Since a hotel is primarily responsible for providing stay and services, has inventory risk and determines the room rates, the revenue needs to be recognized on a gross basis under ASC 606. This is a significant change from current GAAP, as it will affect many expenses that are based on a percentage of revenue (e.g., management and marketing fees).
(b) Room Revenue under Non-cancellable Reservations
Under ASC 606, the transaction price would be recognized as revenue evenly over the hotel stay for non-cancellable room reservations. Under the current practice followed by hotels, room revenue for each day is recognized based on the room rate for that day. Therefore, the new standard will affect revenue recognition when the non-cancellation room reservation covers two accounting periods (for example, a non-cancellable room reservation for four nights with check-in on December 30, 2018 and check-out on January 3, 2019 that has different room rates for each night).

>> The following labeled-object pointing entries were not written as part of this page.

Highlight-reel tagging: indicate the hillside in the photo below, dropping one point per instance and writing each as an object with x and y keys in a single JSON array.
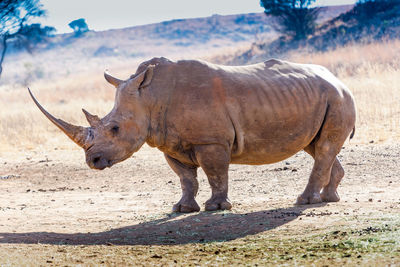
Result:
[{"x": 67, "y": 55}]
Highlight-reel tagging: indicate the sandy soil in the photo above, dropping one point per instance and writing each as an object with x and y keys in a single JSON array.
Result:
[{"x": 54, "y": 209}]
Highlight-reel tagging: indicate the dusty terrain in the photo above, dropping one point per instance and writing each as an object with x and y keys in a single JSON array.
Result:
[{"x": 54, "y": 210}]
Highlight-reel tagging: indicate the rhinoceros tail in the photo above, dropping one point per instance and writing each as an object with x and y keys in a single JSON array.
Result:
[{"x": 353, "y": 132}]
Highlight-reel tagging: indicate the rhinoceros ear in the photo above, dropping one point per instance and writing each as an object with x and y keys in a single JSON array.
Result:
[
  {"x": 144, "y": 78},
  {"x": 114, "y": 81}
]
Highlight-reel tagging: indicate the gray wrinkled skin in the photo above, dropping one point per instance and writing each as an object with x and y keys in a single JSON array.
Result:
[{"x": 204, "y": 115}]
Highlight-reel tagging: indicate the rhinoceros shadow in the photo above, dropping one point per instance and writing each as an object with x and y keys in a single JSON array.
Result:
[{"x": 173, "y": 229}]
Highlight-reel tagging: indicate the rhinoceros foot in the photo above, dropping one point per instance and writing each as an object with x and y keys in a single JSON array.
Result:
[
  {"x": 330, "y": 196},
  {"x": 218, "y": 204},
  {"x": 186, "y": 206},
  {"x": 312, "y": 198}
]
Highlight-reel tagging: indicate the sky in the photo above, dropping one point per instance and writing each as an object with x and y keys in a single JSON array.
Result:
[{"x": 105, "y": 14}]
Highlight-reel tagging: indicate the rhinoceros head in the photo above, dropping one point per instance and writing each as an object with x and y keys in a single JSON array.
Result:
[{"x": 121, "y": 132}]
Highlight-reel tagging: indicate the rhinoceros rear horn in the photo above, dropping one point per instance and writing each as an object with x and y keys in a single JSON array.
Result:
[
  {"x": 143, "y": 79},
  {"x": 92, "y": 119},
  {"x": 114, "y": 81},
  {"x": 76, "y": 133}
]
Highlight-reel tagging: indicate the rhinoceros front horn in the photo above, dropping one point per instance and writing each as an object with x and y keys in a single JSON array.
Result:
[{"x": 76, "y": 133}]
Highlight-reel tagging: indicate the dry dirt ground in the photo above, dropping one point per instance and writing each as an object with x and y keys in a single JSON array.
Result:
[{"x": 54, "y": 210}]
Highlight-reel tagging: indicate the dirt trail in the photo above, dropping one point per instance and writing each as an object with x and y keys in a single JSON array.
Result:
[{"x": 53, "y": 199}]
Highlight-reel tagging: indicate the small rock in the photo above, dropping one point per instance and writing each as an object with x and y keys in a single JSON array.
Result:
[{"x": 155, "y": 256}]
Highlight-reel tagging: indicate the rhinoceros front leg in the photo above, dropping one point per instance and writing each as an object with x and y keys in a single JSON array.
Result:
[
  {"x": 214, "y": 160},
  {"x": 188, "y": 177}
]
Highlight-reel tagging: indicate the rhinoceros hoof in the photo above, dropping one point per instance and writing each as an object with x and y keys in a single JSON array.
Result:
[
  {"x": 218, "y": 205},
  {"x": 304, "y": 199},
  {"x": 330, "y": 196},
  {"x": 186, "y": 207}
]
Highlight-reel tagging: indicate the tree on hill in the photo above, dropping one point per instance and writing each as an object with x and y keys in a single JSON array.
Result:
[
  {"x": 296, "y": 18},
  {"x": 79, "y": 26},
  {"x": 366, "y": 11},
  {"x": 14, "y": 18}
]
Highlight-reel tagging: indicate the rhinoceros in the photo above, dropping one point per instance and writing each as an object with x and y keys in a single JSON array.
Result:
[{"x": 205, "y": 115}]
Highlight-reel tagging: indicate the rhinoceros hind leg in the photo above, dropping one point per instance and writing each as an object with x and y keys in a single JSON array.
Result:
[
  {"x": 329, "y": 193},
  {"x": 188, "y": 177},
  {"x": 327, "y": 171},
  {"x": 324, "y": 153},
  {"x": 214, "y": 160}
]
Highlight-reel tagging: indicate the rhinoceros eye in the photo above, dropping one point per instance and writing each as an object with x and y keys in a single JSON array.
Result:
[{"x": 115, "y": 129}]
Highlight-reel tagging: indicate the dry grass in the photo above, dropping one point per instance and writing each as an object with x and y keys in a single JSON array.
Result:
[{"x": 371, "y": 71}]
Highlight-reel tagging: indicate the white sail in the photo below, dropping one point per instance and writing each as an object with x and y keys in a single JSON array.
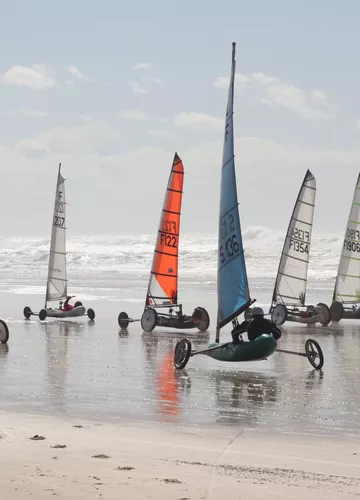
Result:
[
  {"x": 290, "y": 285},
  {"x": 347, "y": 286},
  {"x": 57, "y": 281}
]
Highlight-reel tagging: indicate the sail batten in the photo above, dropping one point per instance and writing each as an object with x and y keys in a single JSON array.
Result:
[
  {"x": 232, "y": 283},
  {"x": 291, "y": 279},
  {"x": 163, "y": 283},
  {"x": 56, "y": 288},
  {"x": 348, "y": 276}
]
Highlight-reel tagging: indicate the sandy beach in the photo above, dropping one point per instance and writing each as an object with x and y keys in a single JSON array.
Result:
[{"x": 88, "y": 460}]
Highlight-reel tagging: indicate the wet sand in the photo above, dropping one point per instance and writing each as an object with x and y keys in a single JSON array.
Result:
[
  {"x": 80, "y": 369},
  {"x": 274, "y": 428},
  {"x": 77, "y": 459}
]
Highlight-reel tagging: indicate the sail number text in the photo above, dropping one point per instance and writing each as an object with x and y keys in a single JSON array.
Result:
[
  {"x": 351, "y": 246},
  {"x": 166, "y": 239},
  {"x": 59, "y": 221},
  {"x": 299, "y": 240},
  {"x": 168, "y": 226},
  {"x": 229, "y": 242}
]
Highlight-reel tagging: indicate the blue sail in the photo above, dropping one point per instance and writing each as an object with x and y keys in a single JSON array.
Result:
[{"x": 232, "y": 282}]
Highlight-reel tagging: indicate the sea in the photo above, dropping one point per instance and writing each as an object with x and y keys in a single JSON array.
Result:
[{"x": 81, "y": 369}]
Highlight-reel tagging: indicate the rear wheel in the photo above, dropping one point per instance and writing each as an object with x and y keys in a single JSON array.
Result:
[
  {"x": 201, "y": 319},
  {"x": 314, "y": 354},
  {"x": 42, "y": 314},
  {"x": 182, "y": 354},
  {"x": 4, "y": 332},
  {"x": 248, "y": 314},
  {"x": 148, "y": 319},
  {"x": 123, "y": 320},
  {"x": 336, "y": 311},
  {"x": 325, "y": 312},
  {"x": 279, "y": 314},
  {"x": 27, "y": 312},
  {"x": 91, "y": 314}
]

In many cases, a large portion of gift cards is not redeemed. Can–or should–companies account for revenue from gift card “breakage”?

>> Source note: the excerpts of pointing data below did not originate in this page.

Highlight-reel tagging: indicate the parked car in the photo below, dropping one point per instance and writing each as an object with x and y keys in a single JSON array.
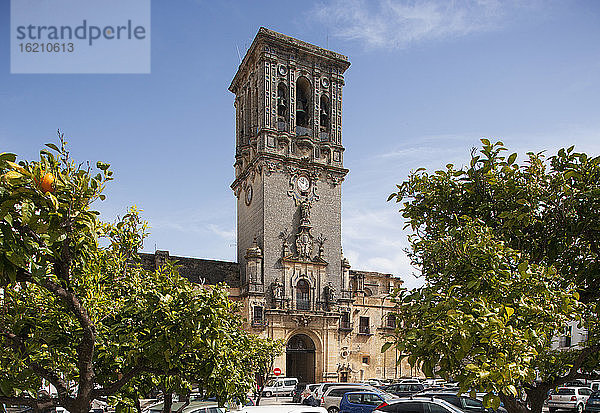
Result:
[
  {"x": 281, "y": 386},
  {"x": 322, "y": 387},
  {"x": 466, "y": 403},
  {"x": 404, "y": 389},
  {"x": 330, "y": 400},
  {"x": 196, "y": 406},
  {"x": 281, "y": 408},
  {"x": 363, "y": 401},
  {"x": 297, "y": 392},
  {"x": 569, "y": 398},
  {"x": 309, "y": 396},
  {"x": 410, "y": 380},
  {"x": 592, "y": 405},
  {"x": 417, "y": 405}
]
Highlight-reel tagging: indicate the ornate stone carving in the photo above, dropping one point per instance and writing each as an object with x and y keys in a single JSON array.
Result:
[
  {"x": 302, "y": 320},
  {"x": 271, "y": 167},
  {"x": 304, "y": 239}
]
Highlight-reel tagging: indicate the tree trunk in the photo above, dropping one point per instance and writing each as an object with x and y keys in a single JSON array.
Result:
[
  {"x": 513, "y": 405},
  {"x": 536, "y": 397},
  {"x": 167, "y": 401}
]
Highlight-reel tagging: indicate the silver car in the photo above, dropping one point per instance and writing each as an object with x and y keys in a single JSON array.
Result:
[
  {"x": 333, "y": 395},
  {"x": 569, "y": 398}
]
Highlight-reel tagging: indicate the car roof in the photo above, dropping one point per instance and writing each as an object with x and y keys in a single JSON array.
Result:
[
  {"x": 281, "y": 408},
  {"x": 351, "y": 385},
  {"x": 196, "y": 404},
  {"x": 444, "y": 403}
]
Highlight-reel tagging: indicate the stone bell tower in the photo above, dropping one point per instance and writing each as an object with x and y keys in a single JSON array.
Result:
[{"x": 288, "y": 173}]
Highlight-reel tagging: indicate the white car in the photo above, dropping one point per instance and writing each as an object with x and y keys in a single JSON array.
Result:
[
  {"x": 281, "y": 386},
  {"x": 569, "y": 398}
]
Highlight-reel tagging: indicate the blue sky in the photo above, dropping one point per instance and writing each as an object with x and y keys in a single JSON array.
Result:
[{"x": 428, "y": 80}]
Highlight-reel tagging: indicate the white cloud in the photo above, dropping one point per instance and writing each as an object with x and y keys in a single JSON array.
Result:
[
  {"x": 374, "y": 241},
  {"x": 225, "y": 234},
  {"x": 398, "y": 23}
]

Current GAAP does not provide any specific guidance. However, the U.S. Securities and Exchange Commission (SEC) staff has provided two acceptable methods to recognize breakage revenue:
- Specific Identification Method – Breakage revenue is recognized when the chance of a specific gift card being redeemed becomes remote. The SEC does not specify how long the entity should wait before recognizing breakage revenue; however, the common practice is to wait two years.
- Homogenous Pool Method – The entity needs to estimate the proportion of a pool of gift card value that will be unredeemed over the estimated useful life of the cards, and recognize breakage revenue in proportion to the amount redeemed over the useful life of the cards within the pool.
According to ASC 606 and Accounting Standards Update (ASU) 2016-04 guidelines, to the extent gift card breakage is not subject to unclaimed property laws, an entity will need to consider guidance relating to variable consideration constraint, as well as historical data, in order to conclude that a significant reversal in the cumulative amount of recognized breakage revenue will not occur. If the criteria for variable consideration constraint are met, the entity will recognize breakage revenue in proportion to redemptions. This is similar to the homogeneous pool method noted above. If the criteria for variable consideration constraint are not met, breakage revenue is recognized when the likelihood of the customer redeeming the gift card becomes remote.
How will ASC 606 affect accounting for revenue from hotel loyalty programs? Under current GAAP, there are two approaches to account for revenue from loyalty programs—the Incremental Cost Model and the Deferred Revenue Model (also known as the Multiple-Element Model). The guidelines under ASC 606 are broadly consistent with the Deferred Revenue Model. For instance, under ASC 606:
- Companies will need to determine if the option for free or discounted ancillary services contains a material right and is, itself, a separate performance obligation. If so, the transaction price should be allocated to each performance obligation.
- The estimate for the option for free or discounted services should be based on the discount that the customer would receive when exercising the option, and the likelihood that the option would be exercised.
- Companies should recognize revenue when those future goods or services are transferred or when the option expires.
It cannot be emphasized enough that the changes required by ASC 606 are far-reaching. With only a few months to go before ASC 606 comes into effect for privately held companies, now is the time to act.